Many people are under the incorrect assumption that Tesla vehicles can drive themselves. The fact is that these cars still need someone in the driver's seat and a steering wheel for them to grab—at least for now. Apparently, someone still needs to tell this to Tesla's QA team, because a new Model Y decided to ditch its steering wheel on the highway with a car full of occupants.
Last Tuesday, Twitter user @preneh24, who goes by the name Prerak, picked up their new Model Y. Prerak says that less than a week after taking delivery, the Model Y's steering wheel suddenly fell off while driving on the highway, prompting the Tesla owner to post the experience on Twitter in order to tag CEO Elon Musk and several other prolific well-known accounts.

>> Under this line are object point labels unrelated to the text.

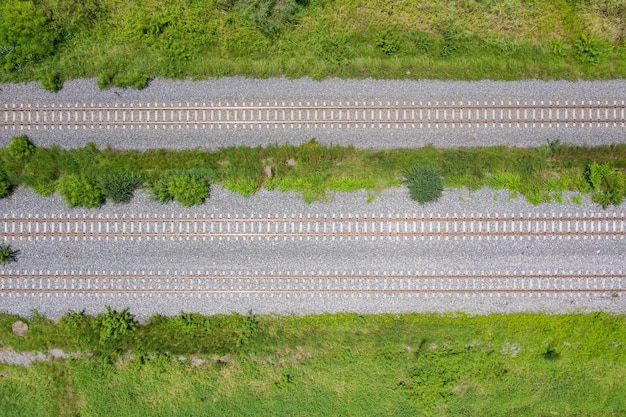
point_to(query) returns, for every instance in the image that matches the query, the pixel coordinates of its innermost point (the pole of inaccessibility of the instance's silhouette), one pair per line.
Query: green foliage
(77, 190)
(388, 42)
(114, 324)
(425, 185)
(119, 186)
(589, 49)
(5, 184)
(188, 190)
(25, 33)
(245, 186)
(51, 81)
(160, 192)
(334, 48)
(21, 148)
(7, 254)
(596, 173)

Prerak's experience isn't unique. In fact, the same scenario happened in 2020 to a Tesla Model 3 owner whose steering wheel fell off less than a month into vehicle ownership. In both cases, it would appear that a similar failure occurred where the bolt holding the wheel to the steering column may have backed out—or, in the case of the 2020 incident, simply not have been installed. Either way, the steering wheel may have only been held in place by the airbag and wheel control harnesses when the failure occurred.

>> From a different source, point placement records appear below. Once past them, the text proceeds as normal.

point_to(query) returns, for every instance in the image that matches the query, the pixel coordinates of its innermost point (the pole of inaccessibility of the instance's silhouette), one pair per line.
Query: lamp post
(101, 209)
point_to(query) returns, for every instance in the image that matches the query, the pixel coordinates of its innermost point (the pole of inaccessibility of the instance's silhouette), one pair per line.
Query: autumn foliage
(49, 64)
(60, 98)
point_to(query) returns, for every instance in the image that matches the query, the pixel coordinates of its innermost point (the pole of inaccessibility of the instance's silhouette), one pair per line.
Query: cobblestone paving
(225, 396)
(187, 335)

After an interaction with police and a tow truck, Prerak had their vehicle towed to a Tesla service center where the incident was investigated. According to a separate tweet by the owner, they were charged $103.96 for the repair, though it was later refunded after Prerak lodged a complaint with the service center.
Prerak said that they lost trust in Tesla and asked that the vehicle be returned along with a refund. Unfortunately, the automaker quietly canceled its 7-day no-questions-asked return policy back in 2020, and the service center told Prerak that Tesla "does not have a return policy" and suggested they reach out to the sales and delivery team to discuss options.
It's worth noting that while a strange incident, a steering wheel detaching isn't necessarily a Tesla problem. In fact, Ford recalled 1.3 million vehicles in 2018 for the same risk, however, it was due to a bolt backing out over time and not due to improper assembly like the 2020 incident. It's not quite clear if Prerak's problem was due to improper assembly, though it certainly failed quite quickly for it to be an "over time" issue like Ford's recall.